Send as a Group in Outlook
To send a message as a group or shared mailbox from your own account, first the admin has to grant Send-As permissions for your account on the target group.
In Outlook, start a new message. By default, the From address is not shown. First, you need to Show From.
On the Options tab, select the three dots on the right side. Under Show Fields, choose From.
Your account email address will show in the from box. Drop-down the From menu and select Other Email Address.
Type the group or shared mailbox email address to send from. Then click OK. If you don't know the email address, you can click the From button and find the address in the directory.
Once you have sent from a group or shared mailbox, when you drop-down the from list, the recently used email addresses will be in the list.
Setup Microsoft 365 Account
The first time you sign-in to your account on Microsoft 365, there are some account setup tasks to be done.
office.com
To get started, first go to office.com and click Sign in.
Enter your username (your username is in the form of an email address). Click Next and then enter your Password.
Change Password
After successful login, you will be prompted to change your password. Enter your temporary password first, then choose a password that is complex.
Multi-Factor Authentication
After updating your password, you will need to setup Multi-Factor Authentication (MFA). Click Next.
Mobile App
You will need to download the Microsoft Authenticator app.
Apple: https://apps.apple.com/us/app/microsoft-authenticator/id983156458
Android: https://play.google.com/store/apps/details?id=com.azure.authenticator&pli=1
Back to your account setup, click Next to start the authenticator enrollment.
Click Next.
You should see a QR code that looks like a pixelated square.

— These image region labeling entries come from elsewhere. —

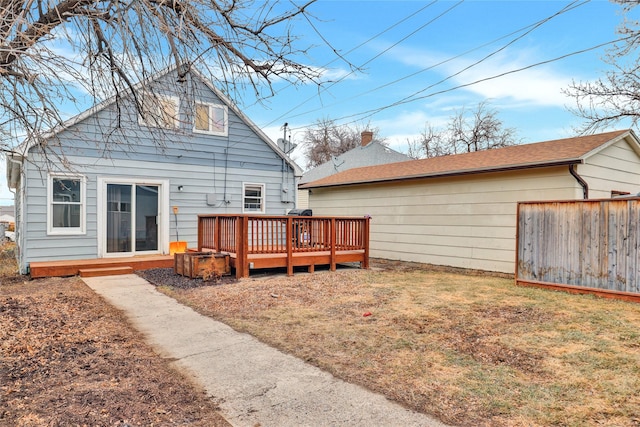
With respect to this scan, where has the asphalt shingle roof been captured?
[301,129,630,188]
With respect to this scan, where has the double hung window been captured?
[47,175,86,234]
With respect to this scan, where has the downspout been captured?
[569,163,589,200]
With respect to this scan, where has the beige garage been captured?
[302,130,640,273]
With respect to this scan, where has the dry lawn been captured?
[0,246,229,427]
[163,263,640,426]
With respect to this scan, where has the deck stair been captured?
[80,267,133,277]
[30,255,173,279]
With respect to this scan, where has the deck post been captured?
[198,215,204,252]
[213,216,222,252]
[329,218,337,271]
[286,217,297,276]
[240,215,249,277]
[360,215,371,270]
[234,216,249,279]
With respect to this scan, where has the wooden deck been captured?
[30,215,369,279]
[29,255,173,279]
[198,215,370,278]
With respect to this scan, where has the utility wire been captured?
[336,36,633,124]
[264,0,450,126]
[289,1,587,123]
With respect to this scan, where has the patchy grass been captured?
[159,262,640,426]
[0,244,229,427]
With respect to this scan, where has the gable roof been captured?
[300,141,411,184]
[301,130,640,188]
[14,65,302,176]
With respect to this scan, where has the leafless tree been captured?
[0,0,319,154]
[565,0,640,133]
[302,118,384,168]
[407,123,450,159]
[409,101,519,158]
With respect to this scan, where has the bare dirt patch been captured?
[0,276,229,426]
[156,262,640,426]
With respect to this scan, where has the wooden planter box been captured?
[173,252,231,279]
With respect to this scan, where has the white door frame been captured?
[96,176,170,258]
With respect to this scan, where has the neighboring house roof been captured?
[8,65,302,176]
[300,141,411,184]
[301,130,640,188]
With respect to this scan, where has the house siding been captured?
[20,68,296,273]
[310,167,581,273]
[577,140,640,199]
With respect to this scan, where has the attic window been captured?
[242,183,265,213]
[139,94,179,129]
[193,102,228,136]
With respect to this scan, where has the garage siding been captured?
[310,167,581,273]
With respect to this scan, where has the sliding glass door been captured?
[106,183,160,254]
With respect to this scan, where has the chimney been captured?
[360,130,373,147]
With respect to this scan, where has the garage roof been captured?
[300,129,640,188]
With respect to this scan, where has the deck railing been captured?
[198,214,370,275]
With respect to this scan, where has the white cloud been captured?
[394,43,575,106]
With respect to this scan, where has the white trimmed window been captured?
[242,183,265,213]
[47,175,87,234]
[139,94,180,129]
[193,102,229,136]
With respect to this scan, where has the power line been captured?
[264,0,456,126]
[291,2,587,123]
[336,36,632,123]
[284,0,596,131]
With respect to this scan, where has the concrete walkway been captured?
[83,275,444,427]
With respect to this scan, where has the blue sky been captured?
[0,0,627,204]
[246,1,626,166]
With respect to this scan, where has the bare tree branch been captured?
[0,0,330,157]
[564,0,640,134]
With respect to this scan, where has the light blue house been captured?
[7,68,302,273]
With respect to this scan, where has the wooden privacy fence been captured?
[516,198,640,302]
[198,214,370,277]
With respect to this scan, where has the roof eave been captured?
[300,158,584,189]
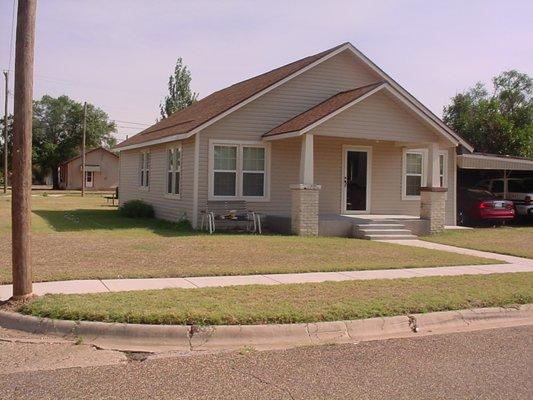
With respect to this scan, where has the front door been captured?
[85,171,94,187]
[342,147,371,214]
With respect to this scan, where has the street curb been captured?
[0,304,533,352]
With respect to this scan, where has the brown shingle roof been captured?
[116,43,346,148]
[263,81,385,137]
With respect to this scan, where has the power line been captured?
[8,0,17,70]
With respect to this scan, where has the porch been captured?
[265,214,429,240]
[265,134,448,239]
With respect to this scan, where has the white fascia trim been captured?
[114,133,192,152]
[343,43,474,152]
[116,43,350,151]
[262,131,302,142]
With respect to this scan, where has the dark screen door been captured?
[345,151,368,211]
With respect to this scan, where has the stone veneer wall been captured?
[290,184,320,236]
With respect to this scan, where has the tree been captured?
[159,57,198,119]
[33,95,116,189]
[443,70,533,157]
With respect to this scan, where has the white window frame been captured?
[164,143,183,199]
[402,148,448,200]
[138,150,152,190]
[208,139,270,202]
[439,150,448,188]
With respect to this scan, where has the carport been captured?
[457,153,533,198]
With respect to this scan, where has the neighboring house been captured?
[116,43,473,238]
[59,147,119,190]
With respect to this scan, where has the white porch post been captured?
[290,134,320,236]
[300,134,315,185]
[420,143,447,233]
[426,143,440,188]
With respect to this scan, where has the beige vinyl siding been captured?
[310,90,438,142]
[66,149,119,190]
[198,51,380,219]
[119,138,194,221]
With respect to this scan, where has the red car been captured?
[457,188,515,225]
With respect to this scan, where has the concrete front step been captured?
[357,222,405,228]
[359,227,411,235]
[361,234,418,240]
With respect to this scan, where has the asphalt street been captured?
[0,326,533,400]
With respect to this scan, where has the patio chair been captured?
[200,200,262,234]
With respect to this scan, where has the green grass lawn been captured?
[423,227,533,258]
[0,192,501,283]
[20,273,533,325]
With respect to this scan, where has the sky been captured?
[0,0,533,141]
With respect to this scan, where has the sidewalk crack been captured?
[98,279,112,292]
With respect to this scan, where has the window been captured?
[167,147,181,195]
[439,153,448,187]
[209,141,268,200]
[140,151,150,189]
[242,147,265,196]
[405,152,423,196]
[213,146,237,196]
[402,149,448,200]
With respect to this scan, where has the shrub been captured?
[118,200,154,218]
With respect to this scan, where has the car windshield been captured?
[466,189,496,200]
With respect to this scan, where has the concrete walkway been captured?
[0,240,533,300]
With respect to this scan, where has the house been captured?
[59,147,119,190]
[116,43,473,238]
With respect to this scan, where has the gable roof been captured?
[263,81,460,145]
[116,43,347,149]
[59,146,119,167]
[115,42,474,152]
[263,82,386,137]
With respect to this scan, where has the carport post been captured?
[503,169,509,200]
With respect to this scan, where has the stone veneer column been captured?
[420,187,448,233]
[290,184,321,236]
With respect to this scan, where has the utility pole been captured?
[11,0,37,300]
[4,70,9,193]
[81,102,87,197]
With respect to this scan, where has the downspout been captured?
[191,132,200,229]
[503,169,509,200]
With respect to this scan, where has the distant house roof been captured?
[263,82,385,137]
[60,146,118,167]
[116,43,346,149]
[457,153,533,171]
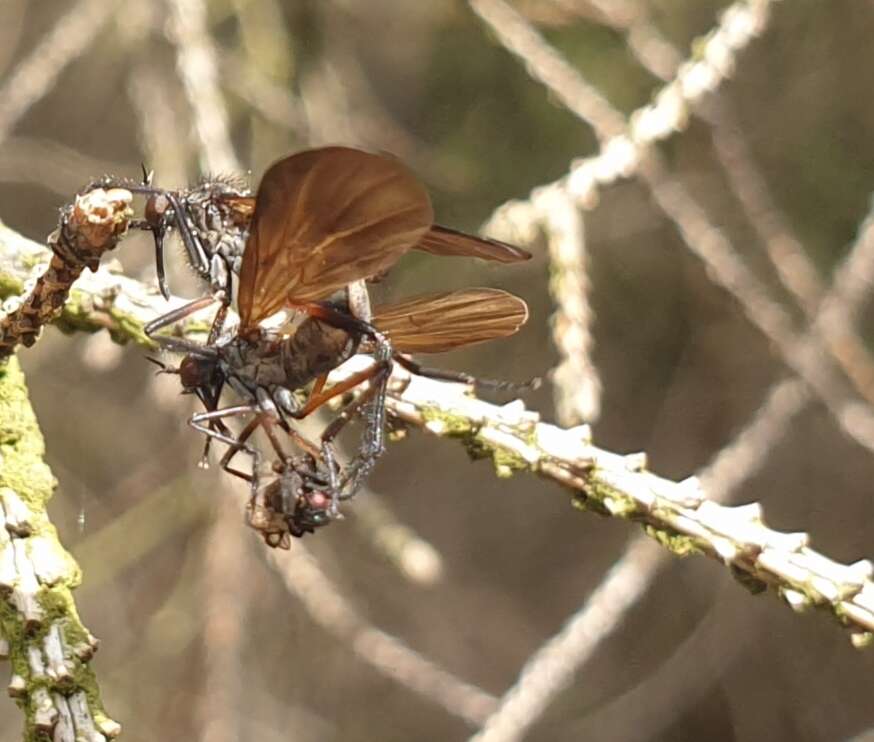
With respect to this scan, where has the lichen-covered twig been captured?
[0,188,133,359]
[0,223,221,350]
[0,225,874,644]
[0,359,120,742]
[335,359,874,645]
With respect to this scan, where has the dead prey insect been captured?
[146,147,529,513]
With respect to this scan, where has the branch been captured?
[0,359,121,742]
[332,357,874,646]
[0,218,874,646]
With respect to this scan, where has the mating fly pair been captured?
[109,147,530,545]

On the Authenticator app, click the plus +, or click Sign-In or Add Account.
Choose the Work or school account option.
Choose Scan QR code. You will be asked to grant the app permission to use the camera. Click Yes or Allow. You can disable camera access after the enrollment process.
Scan the QR code with your smartphone's camera.
Once the code has been scanned, the account is added. Click Next. Your authenticator app on your smartphone will receive a notification to allow the sign-in. Click Allow and then enter the number shown on your screen and press Yes.
After you have approved the sign-in, a confirmation will be displayed on the screen. Click Next.
Your authenticator app has been enrolled. Click Done.
Signed-In
Your sign-in and MFA enrollment has been completed. Click Yes to stay signed-in on this device. If you are using a public computer, choose No.
Finally, a welcome - get started message will be displayed. Click the right arrow on the screen to click through the tutorial and then click the check mark to close it.
You are now signed-in. At this point you can choose an application to open from the left hand shortcut menu or the waffle application launcher at the top left corner.